I look forward to your feedback once you have played with them a little. :)
 
if you tune them properly they breathe just fine at 5ft. Most of the time they are not tuned properly which causes them to flutter when shallower than 15ft.

They do start to freeflow once the tank pressure goes below the IP. I.e. 125psi at the surface, 150 at 30ft, 180 at 100ft, etc. Be mindful of that. Now on a normal reg they just start breathing really hard so it's not like that is usable gas anyway.

you definitely have to commit to hitting the purge button though which is good
 
if you tune them properly they breathe just fine at 5ft. Most of the time they are not tuned properly which causes them to flutter when shallower than 15ft.

They do start to freeflow once the tank pressure goes below the IP. I.e. 125psi at the surface, 150 at 30ft, 180 at 100ft, etc. Be mindful of that.

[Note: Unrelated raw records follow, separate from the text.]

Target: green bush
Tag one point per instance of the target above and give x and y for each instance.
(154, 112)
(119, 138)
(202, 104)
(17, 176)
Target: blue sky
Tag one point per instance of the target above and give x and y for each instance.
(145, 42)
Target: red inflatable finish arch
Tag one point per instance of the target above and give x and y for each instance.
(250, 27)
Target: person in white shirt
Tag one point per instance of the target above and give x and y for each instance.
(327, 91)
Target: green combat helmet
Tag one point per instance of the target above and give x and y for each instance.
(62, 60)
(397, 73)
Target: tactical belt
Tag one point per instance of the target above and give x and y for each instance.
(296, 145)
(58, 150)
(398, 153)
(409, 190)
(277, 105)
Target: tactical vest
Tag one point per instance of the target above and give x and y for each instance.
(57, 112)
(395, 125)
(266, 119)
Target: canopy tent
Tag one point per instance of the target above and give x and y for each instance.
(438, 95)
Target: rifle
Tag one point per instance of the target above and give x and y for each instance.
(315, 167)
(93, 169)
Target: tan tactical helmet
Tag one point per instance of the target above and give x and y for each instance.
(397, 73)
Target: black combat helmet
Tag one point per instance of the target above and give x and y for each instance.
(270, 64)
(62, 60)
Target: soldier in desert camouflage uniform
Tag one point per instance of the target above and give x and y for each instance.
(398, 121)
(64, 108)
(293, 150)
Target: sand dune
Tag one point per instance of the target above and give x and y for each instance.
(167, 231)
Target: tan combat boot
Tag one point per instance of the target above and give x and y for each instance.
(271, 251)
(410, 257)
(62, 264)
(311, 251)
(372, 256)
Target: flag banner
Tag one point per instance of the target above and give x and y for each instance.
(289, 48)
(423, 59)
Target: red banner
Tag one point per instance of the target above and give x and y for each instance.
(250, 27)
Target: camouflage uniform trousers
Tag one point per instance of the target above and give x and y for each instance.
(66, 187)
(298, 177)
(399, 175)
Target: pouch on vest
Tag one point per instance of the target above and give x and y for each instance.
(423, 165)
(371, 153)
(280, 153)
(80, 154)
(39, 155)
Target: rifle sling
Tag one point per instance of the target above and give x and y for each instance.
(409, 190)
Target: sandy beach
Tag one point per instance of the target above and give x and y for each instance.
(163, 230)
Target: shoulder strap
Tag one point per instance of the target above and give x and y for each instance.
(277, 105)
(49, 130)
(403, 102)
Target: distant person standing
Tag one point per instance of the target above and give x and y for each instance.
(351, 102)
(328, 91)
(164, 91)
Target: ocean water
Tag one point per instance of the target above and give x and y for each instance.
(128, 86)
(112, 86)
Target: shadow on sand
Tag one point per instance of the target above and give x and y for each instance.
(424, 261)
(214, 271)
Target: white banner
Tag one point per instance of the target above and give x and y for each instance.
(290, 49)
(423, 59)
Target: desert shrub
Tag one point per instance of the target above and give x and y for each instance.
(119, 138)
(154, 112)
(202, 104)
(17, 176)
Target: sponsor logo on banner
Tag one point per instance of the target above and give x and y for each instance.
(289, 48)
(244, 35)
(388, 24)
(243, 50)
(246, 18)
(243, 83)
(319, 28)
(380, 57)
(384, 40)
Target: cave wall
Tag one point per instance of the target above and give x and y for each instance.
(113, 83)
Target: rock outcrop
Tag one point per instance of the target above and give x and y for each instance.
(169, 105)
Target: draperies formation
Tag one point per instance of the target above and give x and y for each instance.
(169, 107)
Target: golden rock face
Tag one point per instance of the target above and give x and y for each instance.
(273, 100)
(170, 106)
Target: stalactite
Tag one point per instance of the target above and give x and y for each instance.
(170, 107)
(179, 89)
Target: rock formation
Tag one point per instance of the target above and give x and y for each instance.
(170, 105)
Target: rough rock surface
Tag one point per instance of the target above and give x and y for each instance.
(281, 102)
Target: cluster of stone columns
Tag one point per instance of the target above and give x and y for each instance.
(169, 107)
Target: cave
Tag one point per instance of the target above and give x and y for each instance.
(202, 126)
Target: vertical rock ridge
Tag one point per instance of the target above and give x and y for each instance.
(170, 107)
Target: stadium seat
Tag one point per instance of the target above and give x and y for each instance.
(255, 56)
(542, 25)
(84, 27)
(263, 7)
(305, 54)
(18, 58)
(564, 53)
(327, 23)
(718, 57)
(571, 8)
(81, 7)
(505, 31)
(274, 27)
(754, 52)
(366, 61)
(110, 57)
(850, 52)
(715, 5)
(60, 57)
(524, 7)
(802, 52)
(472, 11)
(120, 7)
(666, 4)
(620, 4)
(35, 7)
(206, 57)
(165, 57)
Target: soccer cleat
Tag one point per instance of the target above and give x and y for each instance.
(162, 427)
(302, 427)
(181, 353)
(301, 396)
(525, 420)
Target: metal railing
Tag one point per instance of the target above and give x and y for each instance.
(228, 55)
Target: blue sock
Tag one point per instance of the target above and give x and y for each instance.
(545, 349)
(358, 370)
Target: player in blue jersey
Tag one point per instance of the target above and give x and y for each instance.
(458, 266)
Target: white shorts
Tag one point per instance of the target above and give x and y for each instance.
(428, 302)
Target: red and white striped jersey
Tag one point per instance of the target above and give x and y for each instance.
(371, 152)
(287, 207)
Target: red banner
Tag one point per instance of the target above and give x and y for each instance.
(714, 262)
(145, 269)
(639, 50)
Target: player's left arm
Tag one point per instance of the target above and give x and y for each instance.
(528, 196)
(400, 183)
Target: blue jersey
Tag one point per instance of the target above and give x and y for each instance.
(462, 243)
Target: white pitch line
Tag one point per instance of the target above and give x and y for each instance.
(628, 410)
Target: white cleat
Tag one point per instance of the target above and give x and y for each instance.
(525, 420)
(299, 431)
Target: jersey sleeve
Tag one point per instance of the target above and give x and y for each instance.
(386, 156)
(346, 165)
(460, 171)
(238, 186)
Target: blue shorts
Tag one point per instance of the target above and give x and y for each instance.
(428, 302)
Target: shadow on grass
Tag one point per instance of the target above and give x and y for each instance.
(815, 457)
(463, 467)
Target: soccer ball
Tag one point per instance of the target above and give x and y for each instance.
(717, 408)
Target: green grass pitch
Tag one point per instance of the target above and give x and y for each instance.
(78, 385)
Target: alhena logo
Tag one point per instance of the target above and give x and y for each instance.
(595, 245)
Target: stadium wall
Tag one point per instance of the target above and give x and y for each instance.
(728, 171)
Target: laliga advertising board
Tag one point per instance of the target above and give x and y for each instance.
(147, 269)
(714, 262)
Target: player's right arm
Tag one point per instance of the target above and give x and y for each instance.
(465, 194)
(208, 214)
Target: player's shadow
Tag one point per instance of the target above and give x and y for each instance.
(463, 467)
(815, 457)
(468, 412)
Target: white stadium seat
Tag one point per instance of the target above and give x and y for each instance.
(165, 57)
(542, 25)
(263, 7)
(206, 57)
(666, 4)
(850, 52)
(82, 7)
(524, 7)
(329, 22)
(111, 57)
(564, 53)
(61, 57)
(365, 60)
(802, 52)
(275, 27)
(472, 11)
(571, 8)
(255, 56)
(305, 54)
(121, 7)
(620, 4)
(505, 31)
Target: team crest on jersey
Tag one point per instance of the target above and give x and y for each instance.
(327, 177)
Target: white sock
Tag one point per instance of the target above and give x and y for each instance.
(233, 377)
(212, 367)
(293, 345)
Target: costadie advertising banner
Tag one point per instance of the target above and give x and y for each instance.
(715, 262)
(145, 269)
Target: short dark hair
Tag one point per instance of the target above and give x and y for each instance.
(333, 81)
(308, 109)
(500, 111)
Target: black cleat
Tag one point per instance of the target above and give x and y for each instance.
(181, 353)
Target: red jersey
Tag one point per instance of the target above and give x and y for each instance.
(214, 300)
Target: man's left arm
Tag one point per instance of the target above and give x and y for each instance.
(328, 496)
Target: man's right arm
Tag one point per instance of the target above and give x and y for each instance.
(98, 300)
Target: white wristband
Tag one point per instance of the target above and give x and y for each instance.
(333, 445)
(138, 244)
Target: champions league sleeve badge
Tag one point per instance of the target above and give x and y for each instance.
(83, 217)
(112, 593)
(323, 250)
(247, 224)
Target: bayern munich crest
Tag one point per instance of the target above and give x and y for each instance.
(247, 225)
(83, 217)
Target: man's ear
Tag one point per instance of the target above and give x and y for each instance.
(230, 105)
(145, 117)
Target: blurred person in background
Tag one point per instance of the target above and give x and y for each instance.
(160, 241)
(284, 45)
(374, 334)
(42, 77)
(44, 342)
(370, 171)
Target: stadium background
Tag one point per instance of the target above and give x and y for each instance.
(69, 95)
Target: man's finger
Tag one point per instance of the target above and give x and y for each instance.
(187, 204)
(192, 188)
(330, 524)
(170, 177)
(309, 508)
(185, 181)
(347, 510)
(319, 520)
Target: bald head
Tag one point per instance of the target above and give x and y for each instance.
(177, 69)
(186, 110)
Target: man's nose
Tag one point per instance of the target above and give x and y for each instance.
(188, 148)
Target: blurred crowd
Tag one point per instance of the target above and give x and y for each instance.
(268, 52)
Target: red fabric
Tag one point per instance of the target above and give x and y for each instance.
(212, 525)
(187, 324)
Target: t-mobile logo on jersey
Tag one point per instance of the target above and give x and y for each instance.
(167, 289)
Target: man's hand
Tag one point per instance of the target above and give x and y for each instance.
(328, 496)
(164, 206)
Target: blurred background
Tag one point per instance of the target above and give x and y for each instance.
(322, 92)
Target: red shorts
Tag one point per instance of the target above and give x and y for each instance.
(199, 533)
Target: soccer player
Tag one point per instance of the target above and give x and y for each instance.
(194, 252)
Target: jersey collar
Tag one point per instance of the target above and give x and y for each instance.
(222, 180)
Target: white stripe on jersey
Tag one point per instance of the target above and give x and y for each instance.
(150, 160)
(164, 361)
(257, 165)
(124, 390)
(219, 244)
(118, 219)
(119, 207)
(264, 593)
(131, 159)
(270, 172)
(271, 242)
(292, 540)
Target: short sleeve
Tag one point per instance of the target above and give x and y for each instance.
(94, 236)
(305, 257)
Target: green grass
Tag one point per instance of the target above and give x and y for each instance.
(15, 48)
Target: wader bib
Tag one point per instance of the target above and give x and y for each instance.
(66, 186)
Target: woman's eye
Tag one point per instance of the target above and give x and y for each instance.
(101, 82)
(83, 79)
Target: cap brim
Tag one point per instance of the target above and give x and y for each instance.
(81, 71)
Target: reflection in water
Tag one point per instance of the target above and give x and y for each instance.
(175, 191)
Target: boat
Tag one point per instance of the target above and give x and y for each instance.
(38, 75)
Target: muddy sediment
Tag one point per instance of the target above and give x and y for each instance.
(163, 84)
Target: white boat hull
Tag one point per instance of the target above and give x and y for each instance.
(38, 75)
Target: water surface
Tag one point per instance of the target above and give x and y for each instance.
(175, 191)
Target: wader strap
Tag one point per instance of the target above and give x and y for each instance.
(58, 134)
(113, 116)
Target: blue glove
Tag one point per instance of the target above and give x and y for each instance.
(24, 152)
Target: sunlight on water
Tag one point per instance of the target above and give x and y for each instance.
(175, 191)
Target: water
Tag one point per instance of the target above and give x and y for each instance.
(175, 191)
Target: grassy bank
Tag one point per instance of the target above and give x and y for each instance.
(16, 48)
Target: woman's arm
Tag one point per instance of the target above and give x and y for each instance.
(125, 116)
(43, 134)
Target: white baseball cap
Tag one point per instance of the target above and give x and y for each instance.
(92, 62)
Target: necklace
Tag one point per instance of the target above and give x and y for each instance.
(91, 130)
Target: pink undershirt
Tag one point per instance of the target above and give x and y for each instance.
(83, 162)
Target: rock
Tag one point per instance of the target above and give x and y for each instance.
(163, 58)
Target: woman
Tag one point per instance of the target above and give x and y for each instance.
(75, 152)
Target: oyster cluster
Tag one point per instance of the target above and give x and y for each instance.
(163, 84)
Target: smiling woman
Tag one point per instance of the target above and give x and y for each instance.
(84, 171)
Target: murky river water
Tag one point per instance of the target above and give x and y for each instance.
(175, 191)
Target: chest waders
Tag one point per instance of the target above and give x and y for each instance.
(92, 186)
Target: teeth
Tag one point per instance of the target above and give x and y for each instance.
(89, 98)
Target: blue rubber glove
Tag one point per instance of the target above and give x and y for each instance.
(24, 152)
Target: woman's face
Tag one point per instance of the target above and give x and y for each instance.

Now on a normal reg they just start breathing really hard so it's not like that is usable gas anyway.

you definitely have to commit to hitting the purge button though which is good

One word of warning when using a Jetstream. They deliver gas very positively (aggressively?). The second stage has a large internal volume, so there is a lot of water in one if you remove it in the water. If you clear a Jetstream by hitting purge, it clears quickly, and is known for picking water up and throwing it into the back of your throat.

I definitely have to agree, that the complaints voiced above, have to do far more with poor servicing and / or tuning, than the nature of the regulators themselves. Mine don't free-flow, regardless of the tank pressure, though I am not in the habit of completely draining one; and I've never had a wet breathing experience, regardless of my position in the water column.

Last year, I took a decades-long Scubapro stalwart out for a dive in Carmel; and he experienced a unforeseen free-flow problem with his second stage, upon pressurizing it; so I loaned him some redundant gear I had on hand. He dove with Jetstreams for the first time; was taken aback at how nicely they breathed; and bought a set within ten days of that dive . . .
 
They are a lovely breath once you get used to them. They are not good on an empty cylinder, you need gas to inflate the 'condom' in the second stage. They are also better deep than shallow.

I look forward to your feedback once you have played with them a little. :)

Update: I used these regs on my recent Bonaire trip. I'm now a fan. They're right up there in rotation with the other regs I grab for trips like my beloved Mk5/109s and Conshelfs.
 
Update: I used these regs on my recent Bonaire trip. I'm now a fan. They're right up there in rotation with the other regs I grab for trips like my beloved Mk5/109s and Conshelfs.

As I previously said, I use Cyclons, rather than Jetstreams

As a user, how you got on with purging the Jetstreams in the water?